Bean's squad members glanced at him, obviously wondering if he was resentful at Ender for claiming credit for a victory that was engineered and executed entirely by Bean. But Bean understood what Ender was saying. He wasn't talking about the victory over Griffin and Tiger armies. He was talking about a victory over the teachers. And that victory was the decision to turn the army over to Bean and sit it out himself. If they thought they were putting Ender to the ultimate test, making him fight two armies right after a personal fight for survival in the bathroom, he beat them -- he sidestepped the test.

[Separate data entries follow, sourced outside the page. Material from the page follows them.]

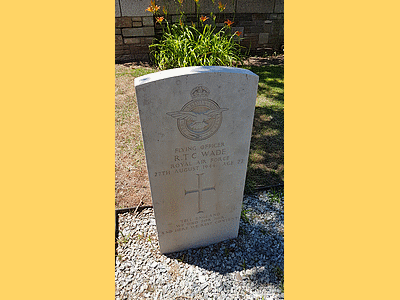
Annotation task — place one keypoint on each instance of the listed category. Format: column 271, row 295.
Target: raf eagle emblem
column 200, row 118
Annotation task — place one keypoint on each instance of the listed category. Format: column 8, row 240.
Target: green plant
column 275, row 196
column 198, row 44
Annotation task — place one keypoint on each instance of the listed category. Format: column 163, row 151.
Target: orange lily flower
column 221, row 6
column 153, row 7
column 159, row 19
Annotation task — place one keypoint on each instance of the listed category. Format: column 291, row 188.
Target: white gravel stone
column 212, row 272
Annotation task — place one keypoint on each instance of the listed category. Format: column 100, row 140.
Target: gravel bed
column 248, row 267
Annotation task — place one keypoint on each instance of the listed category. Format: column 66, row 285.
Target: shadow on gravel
column 258, row 251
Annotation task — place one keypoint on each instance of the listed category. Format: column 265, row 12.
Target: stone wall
column 261, row 21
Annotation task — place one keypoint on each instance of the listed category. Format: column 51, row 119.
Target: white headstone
column 196, row 124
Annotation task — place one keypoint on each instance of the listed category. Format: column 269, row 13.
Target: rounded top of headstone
column 188, row 71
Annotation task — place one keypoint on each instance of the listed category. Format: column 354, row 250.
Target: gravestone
column 196, row 125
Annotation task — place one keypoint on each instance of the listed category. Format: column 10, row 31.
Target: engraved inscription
column 200, row 191
column 196, row 158
column 200, row 118
column 200, row 221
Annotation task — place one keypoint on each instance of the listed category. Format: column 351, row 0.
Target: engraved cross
column 200, row 190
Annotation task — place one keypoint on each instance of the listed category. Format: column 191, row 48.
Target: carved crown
column 200, row 92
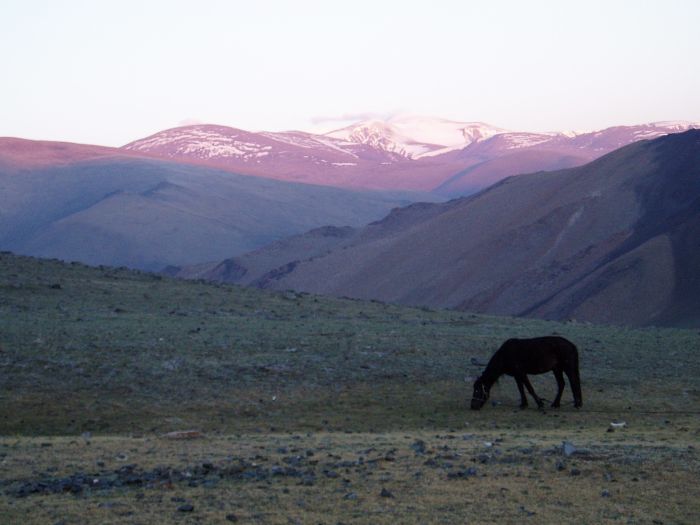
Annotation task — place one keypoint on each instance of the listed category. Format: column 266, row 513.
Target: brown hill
column 614, row 241
column 108, row 206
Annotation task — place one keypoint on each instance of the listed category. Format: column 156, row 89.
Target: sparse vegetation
column 354, row 399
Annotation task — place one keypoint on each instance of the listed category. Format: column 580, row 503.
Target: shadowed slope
column 611, row 241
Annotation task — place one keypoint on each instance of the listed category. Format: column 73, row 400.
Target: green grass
column 128, row 356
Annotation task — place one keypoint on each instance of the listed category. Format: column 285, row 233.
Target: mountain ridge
column 608, row 242
column 409, row 153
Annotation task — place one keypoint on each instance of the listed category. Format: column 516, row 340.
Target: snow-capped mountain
column 402, row 153
column 414, row 137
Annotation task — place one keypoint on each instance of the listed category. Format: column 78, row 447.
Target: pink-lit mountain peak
column 414, row 136
column 400, row 153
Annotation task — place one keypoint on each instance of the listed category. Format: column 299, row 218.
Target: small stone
column 568, row 448
column 386, row 493
column 183, row 434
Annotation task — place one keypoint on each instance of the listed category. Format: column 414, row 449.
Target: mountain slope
column 117, row 209
column 402, row 153
column 613, row 241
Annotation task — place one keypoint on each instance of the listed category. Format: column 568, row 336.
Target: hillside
column 105, row 206
column 345, row 406
column 407, row 153
column 608, row 242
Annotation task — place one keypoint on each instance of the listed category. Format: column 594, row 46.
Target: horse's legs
column 523, row 399
column 575, row 382
column 528, row 385
column 560, row 387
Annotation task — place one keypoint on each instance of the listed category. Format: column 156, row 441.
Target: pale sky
column 108, row 72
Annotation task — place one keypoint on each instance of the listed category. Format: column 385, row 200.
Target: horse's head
column 481, row 394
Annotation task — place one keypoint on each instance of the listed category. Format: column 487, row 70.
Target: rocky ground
column 623, row 475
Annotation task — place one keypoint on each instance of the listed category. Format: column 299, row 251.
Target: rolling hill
column 402, row 153
column 614, row 241
column 109, row 206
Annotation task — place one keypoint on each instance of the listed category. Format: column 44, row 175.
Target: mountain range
column 114, row 207
column 614, row 241
column 610, row 239
column 425, row 154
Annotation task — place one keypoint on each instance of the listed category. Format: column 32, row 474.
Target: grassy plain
column 320, row 410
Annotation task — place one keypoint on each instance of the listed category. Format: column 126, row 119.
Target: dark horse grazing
column 519, row 357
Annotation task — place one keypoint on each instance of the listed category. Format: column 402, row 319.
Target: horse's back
column 539, row 354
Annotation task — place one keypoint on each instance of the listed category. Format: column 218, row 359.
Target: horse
column 519, row 357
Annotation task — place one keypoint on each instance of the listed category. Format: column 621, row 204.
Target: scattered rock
column 567, row 448
column 418, row 447
column 386, row 493
column 461, row 474
column 183, row 434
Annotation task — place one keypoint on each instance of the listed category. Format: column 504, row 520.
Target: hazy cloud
column 351, row 117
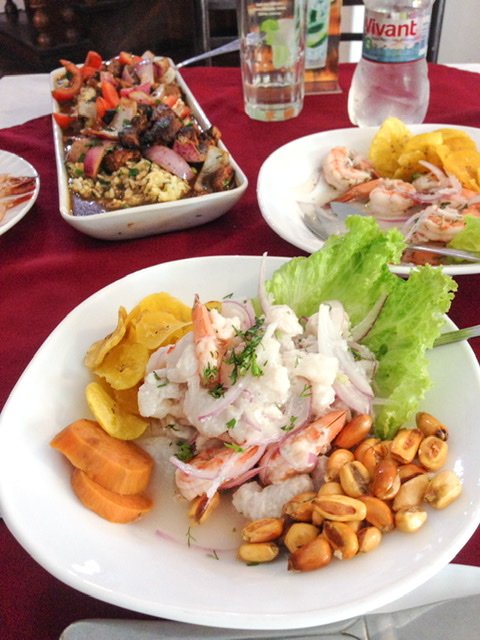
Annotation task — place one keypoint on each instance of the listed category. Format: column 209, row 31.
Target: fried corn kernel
column 411, row 492
column 411, row 519
column 313, row 555
column 340, row 507
column 258, row 552
column 300, row 507
column 354, row 431
column 299, row 534
column 342, row 539
column 443, row 489
column 263, row 530
column 405, row 444
column 354, row 479
column 378, row 513
column 432, row 453
column 430, row 426
column 336, row 460
column 386, row 479
column 330, row 488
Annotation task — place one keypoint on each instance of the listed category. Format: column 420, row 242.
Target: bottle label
column 318, row 16
column 395, row 37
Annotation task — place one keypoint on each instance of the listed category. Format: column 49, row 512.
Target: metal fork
column 321, row 230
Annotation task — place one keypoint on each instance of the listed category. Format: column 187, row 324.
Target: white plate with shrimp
column 292, row 175
column 159, row 566
column 19, row 186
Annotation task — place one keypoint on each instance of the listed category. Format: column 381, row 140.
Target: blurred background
column 34, row 34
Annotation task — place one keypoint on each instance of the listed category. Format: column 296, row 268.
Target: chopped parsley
column 235, row 447
column 231, row 423
column 245, row 361
column 290, row 425
column 185, row 451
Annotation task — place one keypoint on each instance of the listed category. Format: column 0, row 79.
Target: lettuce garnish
column 468, row 239
column 353, row 268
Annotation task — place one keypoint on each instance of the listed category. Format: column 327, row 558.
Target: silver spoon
column 321, row 230
column 226, row 48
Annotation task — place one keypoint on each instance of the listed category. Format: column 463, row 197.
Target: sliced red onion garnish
column 170, row 160
column 222, row 403
column 192, row 470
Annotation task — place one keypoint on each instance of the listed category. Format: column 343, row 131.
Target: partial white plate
column 149, row 566
column 14, row 165
column 290, row 172
column 137, row 222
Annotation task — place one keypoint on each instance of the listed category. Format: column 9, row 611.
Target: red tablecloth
column 47, row 268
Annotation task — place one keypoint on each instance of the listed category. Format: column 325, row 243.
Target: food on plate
column 117, row 465
column 129, row 136
column 110, row 476
column 119, row 361
column 15, row 190
column 111, row 506
column 299, row 401
column 427, row 185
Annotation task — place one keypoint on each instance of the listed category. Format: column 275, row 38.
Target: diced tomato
column 88, row 72
column 64, row 94
column 63, row 120
column 128, row 58
column 110, row 94
column 102, row 107
column 170, row 101
column 93, row 59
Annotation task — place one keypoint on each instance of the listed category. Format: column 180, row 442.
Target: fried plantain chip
column 124, row 365
column 111, row 416
column 387, row 145
column 97, row 352
column 155, row 328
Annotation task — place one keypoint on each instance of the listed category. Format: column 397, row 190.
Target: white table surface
column 27, row 96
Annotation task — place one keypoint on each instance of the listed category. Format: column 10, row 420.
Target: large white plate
column 14, row 165
column 137, row 222
column 135, row 567
column 289, row 173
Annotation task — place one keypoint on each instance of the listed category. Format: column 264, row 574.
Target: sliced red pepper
column 88, row 72
column 63, row 120
column 102, row 107
column 64, row 94
column 110, row 94
column 128, row 58
column 93, row 59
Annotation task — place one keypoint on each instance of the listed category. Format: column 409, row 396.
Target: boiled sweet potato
column 117, row 465
column 108, row 504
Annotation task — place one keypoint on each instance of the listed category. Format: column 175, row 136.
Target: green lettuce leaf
column 468, row 239
column 353, row 268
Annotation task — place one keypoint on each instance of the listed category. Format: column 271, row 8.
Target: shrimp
column 209, row 348
column 437, row 223
column 391, row 198
column 385, row 197
column 215, row 468
column 343, row 169
column 298, row 452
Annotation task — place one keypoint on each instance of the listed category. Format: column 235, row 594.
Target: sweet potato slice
column 108, row 504
column 117, row 465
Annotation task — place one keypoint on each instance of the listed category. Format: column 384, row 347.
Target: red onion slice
column 170, row 161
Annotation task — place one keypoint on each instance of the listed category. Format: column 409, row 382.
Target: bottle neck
column 396, row 36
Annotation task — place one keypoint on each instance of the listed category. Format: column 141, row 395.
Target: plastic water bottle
column 391, row 78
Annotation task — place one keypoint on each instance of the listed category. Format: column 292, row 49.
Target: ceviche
column 427, row 185
column 130, row 137
column 298, row 403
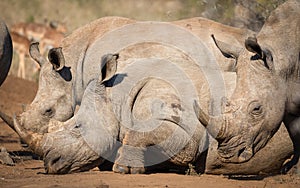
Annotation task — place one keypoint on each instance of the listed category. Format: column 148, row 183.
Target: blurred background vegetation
column 76, row 13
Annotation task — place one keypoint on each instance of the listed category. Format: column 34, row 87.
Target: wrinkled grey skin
column 267, row 91
column 5, row 51
column 64, row 78
column 60, row 148
column 96, row 131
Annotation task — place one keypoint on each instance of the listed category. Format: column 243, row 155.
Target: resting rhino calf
column 5, row 51
column 70, row 68
column 74, row 65
column 100, row 127
column 267, row 91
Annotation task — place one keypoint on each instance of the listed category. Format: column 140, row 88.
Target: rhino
column 72, row 67
column 5, row 51
column 267, row 91
column 100, row 131
column 69, row 69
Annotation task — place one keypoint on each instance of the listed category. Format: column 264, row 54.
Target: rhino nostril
column 49, row 112
column 255, row 108
column 55, row 160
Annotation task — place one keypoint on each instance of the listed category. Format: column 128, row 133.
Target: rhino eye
column 255, row 108
column 49, row 112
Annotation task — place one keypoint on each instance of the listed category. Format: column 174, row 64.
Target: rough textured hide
column 82, row 57
column 267, row 91
column 83, row 48
column 5, row 51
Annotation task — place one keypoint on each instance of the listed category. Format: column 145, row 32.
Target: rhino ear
column 56, row 58
column 265, row 55
column 228, row 50
column 252, row 46
column 109, row 66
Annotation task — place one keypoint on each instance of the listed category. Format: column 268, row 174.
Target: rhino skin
column 71, row 68
column 68, row 75
column 92, row 135
column 5, row 51
column 267, row 91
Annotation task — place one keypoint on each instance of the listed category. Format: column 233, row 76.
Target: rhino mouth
column 65, row 153
column 234, row 150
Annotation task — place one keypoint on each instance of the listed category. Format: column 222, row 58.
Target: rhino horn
column 228, row 50
column 32, row 139
column 56, row 58
column 6, row 51
column 215, row 125
column 7, row 119
column 35, row 53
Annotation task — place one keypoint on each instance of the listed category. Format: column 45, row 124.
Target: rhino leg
column 130, row 158
column 293, row 126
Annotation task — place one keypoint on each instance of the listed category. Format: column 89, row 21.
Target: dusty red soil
column 29, row 171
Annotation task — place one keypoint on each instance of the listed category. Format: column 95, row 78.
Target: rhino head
column 254, row 112
column 79, row 143
column 267, row 87
column 54, row 99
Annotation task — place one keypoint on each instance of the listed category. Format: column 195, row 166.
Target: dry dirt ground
column 29, row 172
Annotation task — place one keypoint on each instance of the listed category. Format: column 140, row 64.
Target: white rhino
column 64, row 77
column 267, row 91
column 162, row 124
column 73, row 66
column 5, row 51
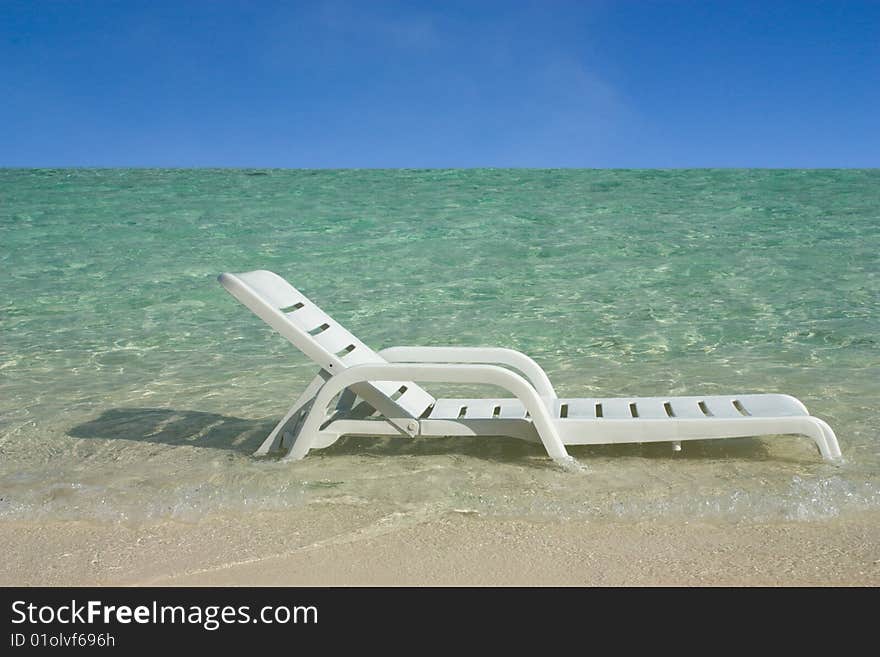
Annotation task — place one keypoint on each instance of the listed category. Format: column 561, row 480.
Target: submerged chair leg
column 273, row 440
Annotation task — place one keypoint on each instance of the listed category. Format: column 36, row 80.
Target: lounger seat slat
column 334, row 339
column 578, row 408
column 616, row 409
column 777, row 405
column 651, row 408
column 686, row 407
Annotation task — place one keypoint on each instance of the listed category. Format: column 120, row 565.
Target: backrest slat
column 314, row 332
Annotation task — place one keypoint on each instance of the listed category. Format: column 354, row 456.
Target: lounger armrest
column 442, row 373
column 475, row 355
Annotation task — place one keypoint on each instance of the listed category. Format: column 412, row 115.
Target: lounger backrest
column 313, row 332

Anderson knew what Ender was saying, too. "Nonsense, Ender," said Anderson. He spoke softly, but the room was so silent that his words, too, could be heard. "Your battle was with Griffin and Tiger."
"How stupid do you think I am?" said Ender.
Damn right, said Bean silently.
Anderson spoke to the group at large. "After that little maneuver, the rules are being revised to require that all of the enemy's soldiers must be frozen or disabled before the gate can be reversed."
"Rules?" murmured Ducheval as he came back through the gate. Bean grinned at him.
"It could only work once anyway," said Ender.
Anderson handed the hook to Ender. Instead of thawing his soldiers one at a time, and only then thawing the enemy, Ender entered the command to thaw everyone at once, then handed the hook back to Anderson, who took it and drifted away toward the center, where the end-of-game rituals usually took place.
"Hey!" Ender shouted. "What is it next time? My army in a cage without guns, with the rest of the Battle School against them? How about a little equality?"
So many soldiers murmured their agreement that the sound of it was loud, and not all came from Dragon Army. But Anderson seemed to pay no attention.
It was William Bee of Griffin Army who said what almost everyone was thinking. "Ender, if you're on one side of the battle, it won't be equal no matter what the conditions are."
The armies vocally agreed, many of the soldiers laughing, and Talo Momoe, not to be outclassed by Bee, started clapping his hands rhythmically. "Ender Wiggin!" he shouted. Other boys took up the chant.